The smile disappeared from Jasmine’s face. Oh, God. Not this again.

“You know, when I was your age your father and I were already married.”

“Yes, Mom. I know, Mom.”

“And I wasn’t that much older than you are now when I had you, you know.”

“Couldn’t forget if I wanted to, Mom.”

“You should be out meeting people. Not stuck in an office all day.”

“Mom, it’s not just an office. It’s the Office. I’m lucky to have this job, you know. The work we do is important. It changes the world. We’ve got Solvers that are working on curing diseases, reversing climate change, establishing extraterrestrial colonies.”

“And how is helping Omnicorp erase history important?”

Jasmine’s eyebrows furrowed in anger. She felt her pulse start to rise at her temples.
“They’re not ‘erasing history,’ Mom. They’re building new housing. They’re making the megacity a better place.”

“And lining their own pockets at the same time.”

“People have a right to make money, Mom.”

“A corporation is not a person, Jasmine.”

Oh, good. Now I have a headache. This was almost always how these conversations went. Never any acknowledgment of the work she was doing. Never any acknowledgment of all she had accomplished. Always fixations on what she should be doing, what her mother would be doing if she were in her place.

She loved her Mom, but God.

The two women stared at each other in silence, neither of them willing to concede the point. The only thing to be done was to change the topic of conversation and move on. As usual, it’d be up to Jasmine to do so.

“Well, I’ll have you know that I’ve got a date tonight, in fact.”

Her mother’s face brightened up at once. Jasmine smiled. She knew that would work. “Sweetie, that’s wonderful! Tell me all about him.”

“I can’t, Mom. I haven’t met him yet.”

“A blind date?”

“No, I’ve talked to him.”

“You met him online?”

“Through a coworker.”

“A friend?”

Jasmine shook her head. “More a coworker than a friend.” She opened her mouth, immediately shut it.

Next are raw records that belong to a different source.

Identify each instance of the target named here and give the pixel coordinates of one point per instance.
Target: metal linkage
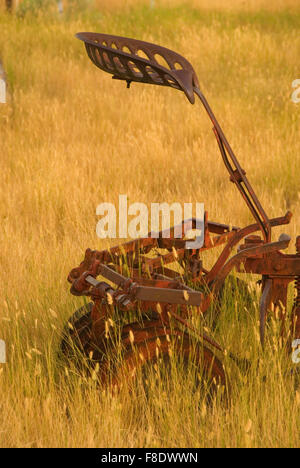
(145, 279)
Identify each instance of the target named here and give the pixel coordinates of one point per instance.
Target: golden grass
(70, 138)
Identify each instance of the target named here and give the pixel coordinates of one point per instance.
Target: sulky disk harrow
(139, 274)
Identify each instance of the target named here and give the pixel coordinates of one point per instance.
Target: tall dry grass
(70, 138)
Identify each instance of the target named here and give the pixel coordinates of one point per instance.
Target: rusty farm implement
(138, 275)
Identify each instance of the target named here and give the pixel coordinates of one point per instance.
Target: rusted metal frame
(235, 178)
(161, 76)
(238, 174)
(237, 260)
(279, 264)
(239, 235)
(148, 293)
(263, 307)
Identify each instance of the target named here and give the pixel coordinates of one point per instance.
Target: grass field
(70, 138)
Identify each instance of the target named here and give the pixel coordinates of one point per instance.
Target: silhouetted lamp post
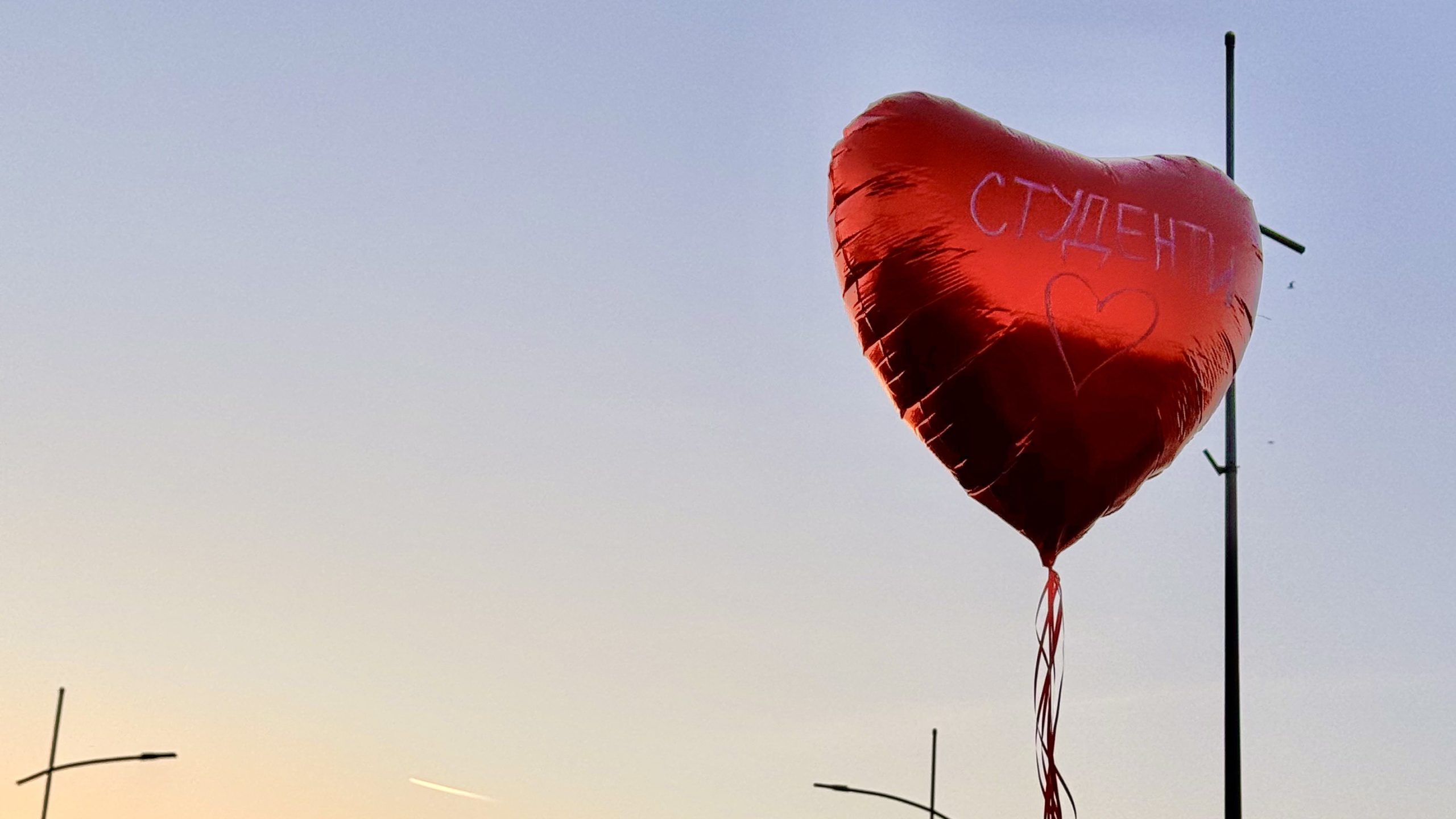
(53, 767)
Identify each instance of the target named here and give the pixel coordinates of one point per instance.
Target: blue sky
(464, 392)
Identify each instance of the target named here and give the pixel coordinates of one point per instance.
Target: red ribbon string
(1049, 700)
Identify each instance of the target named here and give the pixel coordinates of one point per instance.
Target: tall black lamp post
(53, 767)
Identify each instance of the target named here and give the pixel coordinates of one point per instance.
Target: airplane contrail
(456, 792)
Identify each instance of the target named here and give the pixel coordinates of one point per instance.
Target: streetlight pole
(53, 767)
(56, 737)
(1232, 732)
(900, 799)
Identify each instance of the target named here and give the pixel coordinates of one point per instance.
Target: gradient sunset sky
(462, 391)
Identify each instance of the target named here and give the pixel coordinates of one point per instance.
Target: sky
(462, 391)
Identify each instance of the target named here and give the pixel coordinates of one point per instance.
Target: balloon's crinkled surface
(1053, 327)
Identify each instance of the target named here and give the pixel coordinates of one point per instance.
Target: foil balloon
(1053, 327)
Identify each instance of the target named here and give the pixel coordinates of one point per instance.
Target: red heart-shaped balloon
(1053, 327)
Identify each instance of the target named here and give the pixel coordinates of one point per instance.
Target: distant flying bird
(455, 792)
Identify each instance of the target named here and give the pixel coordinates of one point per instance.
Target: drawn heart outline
(1101, 304)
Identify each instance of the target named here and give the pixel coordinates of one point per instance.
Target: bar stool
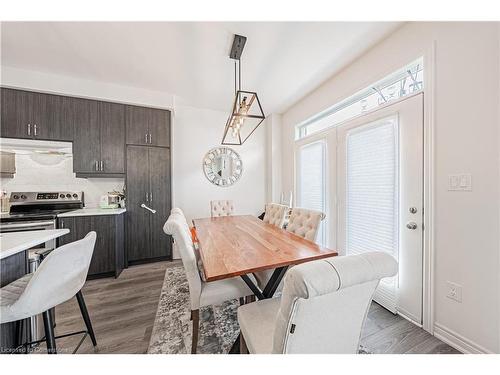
(59, 278)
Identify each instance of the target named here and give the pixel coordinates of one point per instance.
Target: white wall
(466, 141)
(195, 132)
(33, 174)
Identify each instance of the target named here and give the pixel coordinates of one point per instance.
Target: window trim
(387, 80)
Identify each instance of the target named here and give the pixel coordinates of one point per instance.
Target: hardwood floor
(123, 311)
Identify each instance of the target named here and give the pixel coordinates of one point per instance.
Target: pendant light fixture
(247, 113)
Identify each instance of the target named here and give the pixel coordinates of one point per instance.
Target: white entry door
(380, 197)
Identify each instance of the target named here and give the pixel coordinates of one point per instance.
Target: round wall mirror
(222, 166)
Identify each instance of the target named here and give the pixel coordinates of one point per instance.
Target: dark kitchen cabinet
(108, 258)
(148, 126)
(148, 182)
(99, 146)
(33, 115)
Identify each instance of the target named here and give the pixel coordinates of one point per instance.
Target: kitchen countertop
(93, 212)
(15, 242)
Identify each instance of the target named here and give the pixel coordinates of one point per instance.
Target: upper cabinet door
(87, 145)
(16, 113)
(137, 119)
(46, 115)
(112, 122)
(159, 127)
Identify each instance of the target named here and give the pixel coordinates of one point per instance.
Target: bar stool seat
(59, 278)
(9, 295)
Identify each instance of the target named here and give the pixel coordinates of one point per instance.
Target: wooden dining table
(231, 246)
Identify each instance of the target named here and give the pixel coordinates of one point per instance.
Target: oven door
(23, 226)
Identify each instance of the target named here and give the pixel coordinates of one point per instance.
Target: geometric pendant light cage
(246, 111)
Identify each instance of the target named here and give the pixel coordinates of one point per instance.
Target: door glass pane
(312, 180)
(372, 201)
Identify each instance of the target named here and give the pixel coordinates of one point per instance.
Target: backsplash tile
(55, 172)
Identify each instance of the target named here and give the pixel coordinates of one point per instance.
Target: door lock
(411, 225)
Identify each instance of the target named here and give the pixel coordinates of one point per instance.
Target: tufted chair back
(221, 208)
(177, 227)
(324, 303)
(305, 223)
(275, 214)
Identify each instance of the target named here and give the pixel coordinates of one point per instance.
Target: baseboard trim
(457, 341)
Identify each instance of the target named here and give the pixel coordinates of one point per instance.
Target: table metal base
(268, 292)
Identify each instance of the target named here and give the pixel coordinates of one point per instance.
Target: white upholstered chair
(221, 208)
(59, 277)
(322, 308)
(304, 223)
(201, 293)
(275, 214)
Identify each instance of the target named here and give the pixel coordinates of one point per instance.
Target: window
(311, 184)
(403, 82)
(372, 199)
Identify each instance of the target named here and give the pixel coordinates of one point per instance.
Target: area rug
(172, 327)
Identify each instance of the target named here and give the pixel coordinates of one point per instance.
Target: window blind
(312, 181)
(372, 201)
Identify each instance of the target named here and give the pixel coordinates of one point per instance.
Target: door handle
(147, 208)
(411, 225)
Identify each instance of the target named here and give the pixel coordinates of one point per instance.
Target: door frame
(429, 178)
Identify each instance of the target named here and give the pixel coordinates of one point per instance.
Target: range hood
(34, 146)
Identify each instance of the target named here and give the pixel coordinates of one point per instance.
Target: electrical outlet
(454, 291)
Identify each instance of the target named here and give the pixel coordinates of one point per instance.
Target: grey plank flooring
(123, 312)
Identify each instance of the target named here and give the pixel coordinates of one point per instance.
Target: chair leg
(243, 345)
(195, 315)
(86, 317)
(49, 332)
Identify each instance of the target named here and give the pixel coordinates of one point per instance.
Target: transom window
(405, 81)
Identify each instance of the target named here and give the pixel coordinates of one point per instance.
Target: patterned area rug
(172, 328)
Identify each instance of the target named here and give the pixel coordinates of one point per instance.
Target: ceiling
(282, 61)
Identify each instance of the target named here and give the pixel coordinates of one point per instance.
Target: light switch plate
(460, 182)
(454, 291)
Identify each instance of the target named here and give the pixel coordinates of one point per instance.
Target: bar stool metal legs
(50, 338)
(86, 318)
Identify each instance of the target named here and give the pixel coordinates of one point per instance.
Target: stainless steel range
(38, 210)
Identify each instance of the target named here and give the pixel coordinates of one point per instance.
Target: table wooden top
(237, 245)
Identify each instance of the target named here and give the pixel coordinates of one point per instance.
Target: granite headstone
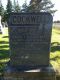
(30, 37)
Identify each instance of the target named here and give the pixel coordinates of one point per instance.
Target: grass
(54, 55)
(55, 50)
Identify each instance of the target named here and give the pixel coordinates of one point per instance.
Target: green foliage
(1, 9)
(41, 6)
(16, 7)
(24, 7)
(9, 7)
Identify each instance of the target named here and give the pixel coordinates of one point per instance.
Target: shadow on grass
(4, 53)
(5, 36)
(55, 46)
(55, 58)
(4, 42)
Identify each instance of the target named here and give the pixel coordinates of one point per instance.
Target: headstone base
(39, 74)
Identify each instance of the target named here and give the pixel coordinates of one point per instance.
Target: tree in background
(41, 6)
(24, 7)
(1, 9)
(9, 6)
(16, 7)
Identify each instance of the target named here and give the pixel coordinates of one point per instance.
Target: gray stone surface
(30, 36)
(40, 75)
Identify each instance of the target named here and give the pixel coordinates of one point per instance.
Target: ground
(54, 55)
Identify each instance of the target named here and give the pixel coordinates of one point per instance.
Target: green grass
(55, 50)
(54, 55)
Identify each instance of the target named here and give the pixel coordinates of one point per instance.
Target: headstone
(29, 37)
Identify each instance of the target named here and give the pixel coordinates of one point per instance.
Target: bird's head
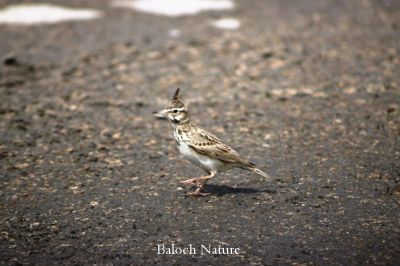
(177, 112)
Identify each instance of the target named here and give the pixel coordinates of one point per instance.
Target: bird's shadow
(220, 190)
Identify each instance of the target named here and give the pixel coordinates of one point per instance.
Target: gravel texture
(307, 90)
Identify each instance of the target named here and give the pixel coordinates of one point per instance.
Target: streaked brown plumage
(201, 147)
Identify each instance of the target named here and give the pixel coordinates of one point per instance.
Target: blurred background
(307, 90)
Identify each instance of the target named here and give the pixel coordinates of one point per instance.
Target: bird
(200, 147)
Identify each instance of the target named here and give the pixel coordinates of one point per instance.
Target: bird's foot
(197, 193)
(190, 181)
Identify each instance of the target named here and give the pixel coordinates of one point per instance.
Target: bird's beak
(160, 114)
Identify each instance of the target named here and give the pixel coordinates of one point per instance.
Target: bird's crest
(177, 101)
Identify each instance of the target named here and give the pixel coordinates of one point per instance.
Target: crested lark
(201, 147)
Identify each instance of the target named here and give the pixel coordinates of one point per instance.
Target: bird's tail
(258, 171)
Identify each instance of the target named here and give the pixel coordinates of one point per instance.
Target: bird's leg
(200, 183)
(191, 181)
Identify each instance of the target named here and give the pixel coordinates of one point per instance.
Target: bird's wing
(207, 144)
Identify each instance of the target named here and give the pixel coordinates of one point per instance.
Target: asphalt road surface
(307, 90)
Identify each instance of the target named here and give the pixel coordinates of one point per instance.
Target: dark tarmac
(307, 90)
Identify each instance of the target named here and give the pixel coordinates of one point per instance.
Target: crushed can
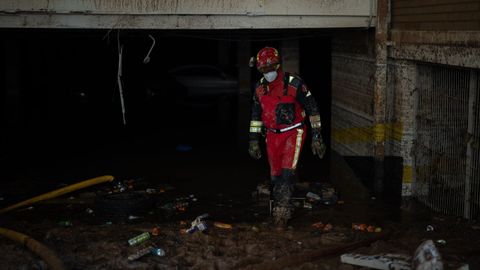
(139, 238)
(65, 223)
(140, 253)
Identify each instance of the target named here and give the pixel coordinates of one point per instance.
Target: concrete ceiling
(187, 14)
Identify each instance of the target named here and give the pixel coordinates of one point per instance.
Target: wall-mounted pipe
(50, 258)
(61, 191)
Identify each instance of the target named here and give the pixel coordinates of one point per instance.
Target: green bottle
(139, 238)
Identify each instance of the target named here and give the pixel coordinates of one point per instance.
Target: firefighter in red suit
(281, 104)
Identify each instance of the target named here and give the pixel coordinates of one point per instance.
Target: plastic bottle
(158, 252)
(139, 238)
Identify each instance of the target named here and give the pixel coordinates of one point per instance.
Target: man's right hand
(254, 149)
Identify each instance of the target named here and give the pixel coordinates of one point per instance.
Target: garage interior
(89, 90)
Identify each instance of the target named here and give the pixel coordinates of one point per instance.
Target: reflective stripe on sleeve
(255, 129)
(298, 145)
(315, 121)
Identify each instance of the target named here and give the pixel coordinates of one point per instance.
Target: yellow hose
(48, 256)
(59, 192)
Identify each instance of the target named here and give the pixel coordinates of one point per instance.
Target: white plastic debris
(427, 257)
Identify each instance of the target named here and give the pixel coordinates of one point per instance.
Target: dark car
(204, 80)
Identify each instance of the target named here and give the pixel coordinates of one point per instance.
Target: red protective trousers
(284, 149)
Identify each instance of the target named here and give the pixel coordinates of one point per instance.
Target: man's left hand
(318, 147)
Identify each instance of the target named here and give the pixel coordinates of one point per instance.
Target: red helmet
(268, 58)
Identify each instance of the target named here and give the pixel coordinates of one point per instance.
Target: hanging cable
(147, 57)
(119, 76)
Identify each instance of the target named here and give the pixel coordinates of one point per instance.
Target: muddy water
(206, 180)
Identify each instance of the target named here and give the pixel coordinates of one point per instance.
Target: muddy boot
(281, 216)
(282, 211)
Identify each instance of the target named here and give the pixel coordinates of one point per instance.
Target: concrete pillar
(405, 102)
(290, 53)
(11, 96)
(244, 92)
(379, 92)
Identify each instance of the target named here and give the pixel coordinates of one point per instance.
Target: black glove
(318, 147)
(254, 149)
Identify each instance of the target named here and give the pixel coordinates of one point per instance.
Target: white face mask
(270, 76)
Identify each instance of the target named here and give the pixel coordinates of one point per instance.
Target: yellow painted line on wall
(376, 133)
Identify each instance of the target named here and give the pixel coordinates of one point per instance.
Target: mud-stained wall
(353, 67)
(437, 32)
(436, 15)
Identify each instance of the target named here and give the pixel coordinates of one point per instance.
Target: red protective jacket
(280, 109)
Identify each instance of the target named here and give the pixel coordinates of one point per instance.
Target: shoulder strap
(295, 81)
(286, 82)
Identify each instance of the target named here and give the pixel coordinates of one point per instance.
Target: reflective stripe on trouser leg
(298, 147)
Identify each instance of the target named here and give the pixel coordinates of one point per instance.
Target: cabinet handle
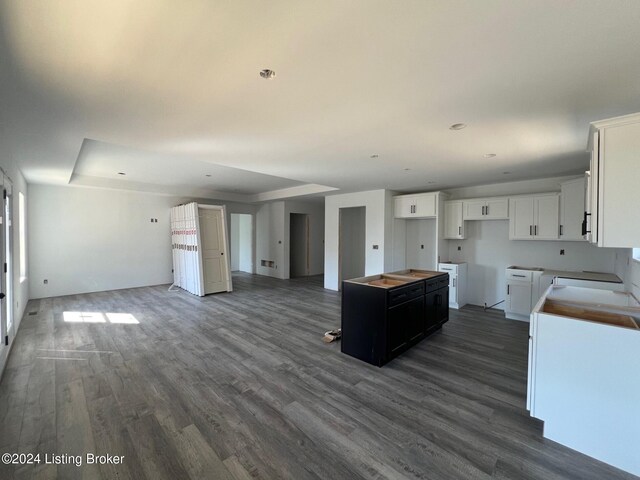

She had almost said, “I don’t really have friends here,” but oh, God. If implying that the Office’s work was more important than a social life had sparked a mini-argument, saying she didn’t really have friends in the megacity was going to start a firestorm.

Best just to end the conversation on a positive note, in fact. “I’ve got to get ready, okay, Mom? I’ll talk to you later on and let you know how it went. Tell Dad I love him! Bye!”